Violences en Haïti : l’incertitude plane sur l’avenir du Dr Ariel Henry en tant que Premier Ministre

Violences en Haïti : l’incertitude plane sur l’avenir du Dr Ariel Henry en tant que Premier Ministre

Alors que la capitale haïtienne est davantage plongée dans une spirale de violences. Depuis plus d’une semaine, le Premier Ministre de facto et vivement contesté, Ariel Henry est toujours bloqué à Porto Rico, incapable de retourner dans le pays suite à son voyage officiel au Guyana puis au Kenya. Si des discussions entre les acteurs politiques haïtiens et la communauté internationale vont bon train, aucune décision n’est pour l’instant prise pour répondre à l’urgence de l’heure.
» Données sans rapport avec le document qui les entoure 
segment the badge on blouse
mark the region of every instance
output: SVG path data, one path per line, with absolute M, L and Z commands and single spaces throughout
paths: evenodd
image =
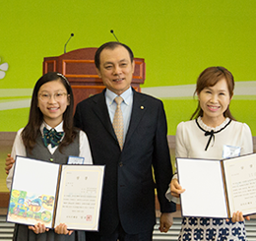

Avec une région métropolitaine complètement livrée à la merci des bandes armées criminelles où plusieurs dizaines de personnes sont tuées dont six agents de la PNH, dix commissariats et sous-commissariats déjà incendiés ou pillés et 21 autres institutions vandalisées, selon le dernier rapport du RNDDH, sans compter l’évasion spectaculaire dans les deux plus grands centres carcéraux du pays, la situation qui règne actuellement en Haïti est chaotique. Encore que cette dernière se déroule en absence du chef du gouvernement décrié, Ariel Henry ; son ministre de la Justice et de la Sécurité Publique, Mme Émelie Prophète Milcé et autres.
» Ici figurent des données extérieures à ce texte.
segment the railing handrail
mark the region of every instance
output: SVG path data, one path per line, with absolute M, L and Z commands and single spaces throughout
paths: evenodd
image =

Pendant que les actes de violences continuent à se multiplier un peu partout dans l’aire métropolitaine de Port-au-Prince et dans d’autres villes de province, le neurochirurgien contesté par toute la population civile n’est pas en mesure d’apporter la moindre solution encore qu’il reste bloqué à San Juan. Il est obligé de compter sur quelques-uns des membres de son cabinet ministériel, aussi absents, pour instaurer, dimanche dernier, un État d’urgence et un couvre-feu de trois jours qui viennent d’être prolonger pour un mois. L’information a été rendue publique, jeudi 7 mars 2024, au journal officiel Le Moniteur.
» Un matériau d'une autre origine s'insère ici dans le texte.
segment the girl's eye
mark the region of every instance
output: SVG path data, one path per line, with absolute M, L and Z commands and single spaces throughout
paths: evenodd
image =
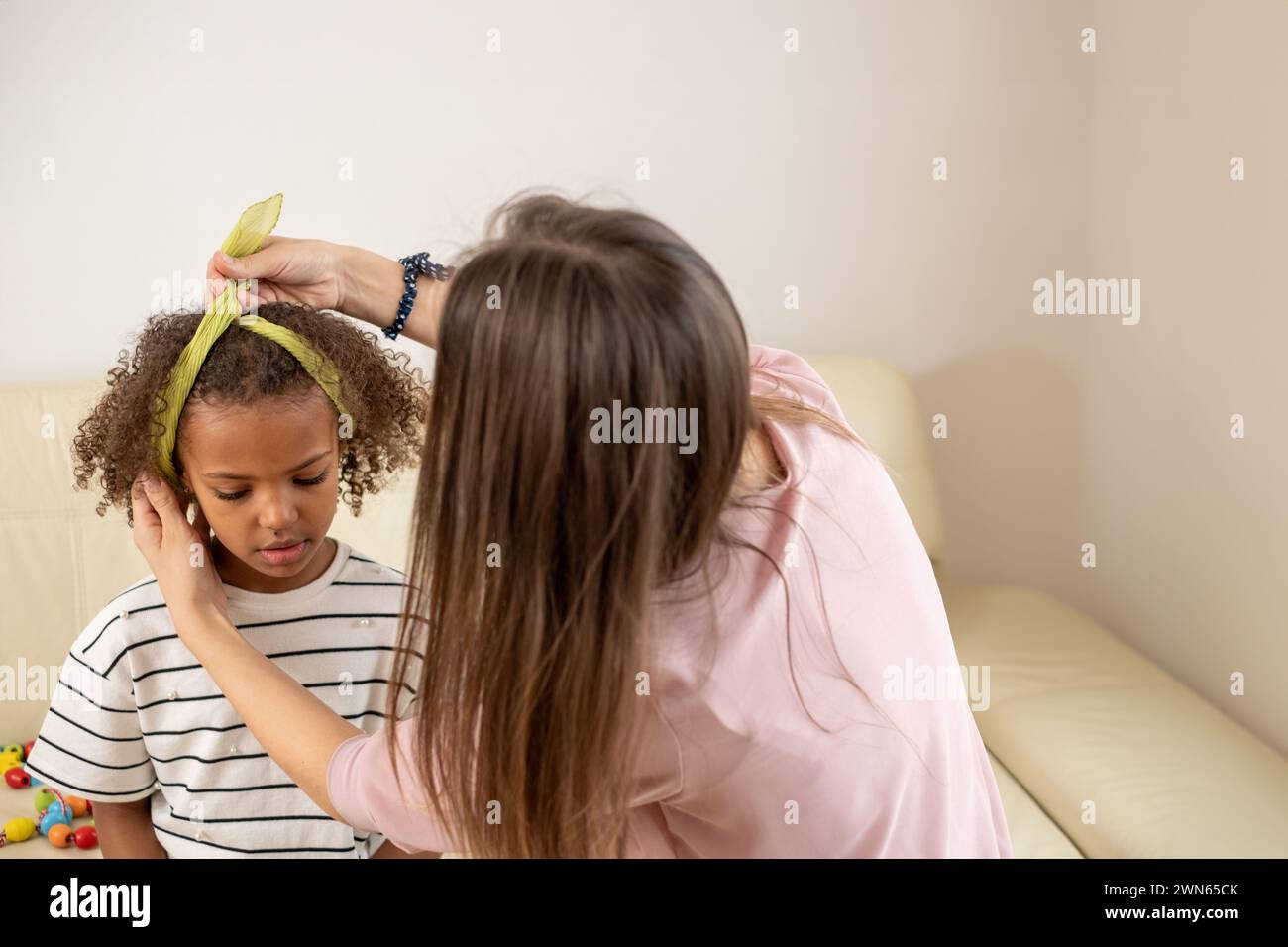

Entre-temps, au niveau de la communauté internationale, les réunions s’enchaînent, mais rien n’est encore sorti pour l’instant des discussions. Si des informations fournies par Miami Herald, hier mercredi, ont fait croire que le gouvernement américain avait demandé au locataire de la Primature de démissionner, celles-ci ont été vite démenties par la Maison Blanche, qui a déclaré attendre d’Ariel Henry « qu’il accélère la transition vers des élections libres et équitables.»

D’un autre côté, la plupart des dirigeants de la CARICOM qui sont favorables à une démission du numéro un du gouvernement impopulaire attendent toujours une proposition des partis politiques sur un conseil présidentiel. Après plusieurs heures de discussions, ces derniers n’arrivent toujours pas à trouver une entente en vue de soumettre ce document aux responsables de l’organisation régionale pour résoudre la crise. Selon les dernières informations, les acteurs sont divisés sur ceux et celles qui devraient faire partie du Conseil.

Pendant ce temps, à mesure que les heures passent et que le Premier Ministre de facto n’arrive pas à mettre pied à terre dans la capitale haïtienne, son sort ne prendra pas trop de temps à être scellé. Et même s’il arrivait à regagner la région métropolitaine, la question se pose : comment pourra-t-il rétablir l’ordre dans une capitale totalement prise d’assaut par des bandits armés criminels qui ne font que réclamer sa démission en pillant, incendiant tout ce qu’ils trouvent sur leur passage.